The FastAgency app is created, using the registered workflows (wf) and web-based user interface (MesopUI). This makes the conversation between agents and the user interactive.

ui = MesopUI()


app = FastAgency(
    provider=wf,

For more information, visit Mesop User Guide.

Running the Application#

The preferred way to run the Mesop application is using a Python WSGI HTTP server like Gunicorn on Linux and Mac or Waitress on Windows.

Terminal

gunicorn my_fastagency_app.deployment.main:app

First, install the package using package manager such as pip and then run it:

Terminal

pip install gunicorn
gunicorn deployment.main:app

Terminal

pip install waitress
waitress-serve --listen=0.0.0.0:8000 deployment.main:app
[2024-10-10 13:19:18 +0530] [23635] [INFO] Starting gunicorn 23.0.0
[2024-10-10 13:19:18 +0530] [23635] [INFO] Listening at: http://127.0.0.1:8000 (23635)
[2024-10-10 13:19:18 +0530] [23635] [INFO] Using worker: sync
[2024-10-10 13:19:18 +0530] [23645] [INFO] Booting worker with pid: 23645

The command will launch a web interface where users can input their requests and interact with the agents (in this case http://localhost:8000)

Note

Ensure that your OpenAI API key is set in the environment, as the agents rely on it to interact using GPT-4o.
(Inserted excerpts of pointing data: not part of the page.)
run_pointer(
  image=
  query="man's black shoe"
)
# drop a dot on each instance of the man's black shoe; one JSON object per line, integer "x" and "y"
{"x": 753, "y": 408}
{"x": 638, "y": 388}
If the API key is not correctly configured, the application may fail to retrieve LLM-powered responses.

Chat Example#

In this scenario, the user instructs the agents to scrape BBC Sport for the latest sports news.

Initial message

Upon receiving the request, WebSurferAgent initiates the process by scraping the webpage for relevant updates.

Scraping

After the scraping process is complete, the agents compile the findings and present them to the user. In the final step, the user submits their phone number to receive the results via WhatsApp message.

Scraped Info

WhatsApp API call

Finally, the results are delivered to the user through a WhatsApp message.

WhatsApp Message

Conclusion#

In summary, connecting FastAgency with the Infobip WhatsApp API lets you create chat systems that can gather web data and send it straight to users on WhatsApp. By using two agents — WebSurferAgent to pull web content and WhatsAppAgent for messaging, you can build engaging experiences for users. This tutorial covered the essential steps to set up these agents, secure the API, and manage user interactions. With this setup, you can enhance your chatbot’s capabilities, providing real-time information and smooth communication across different platforms.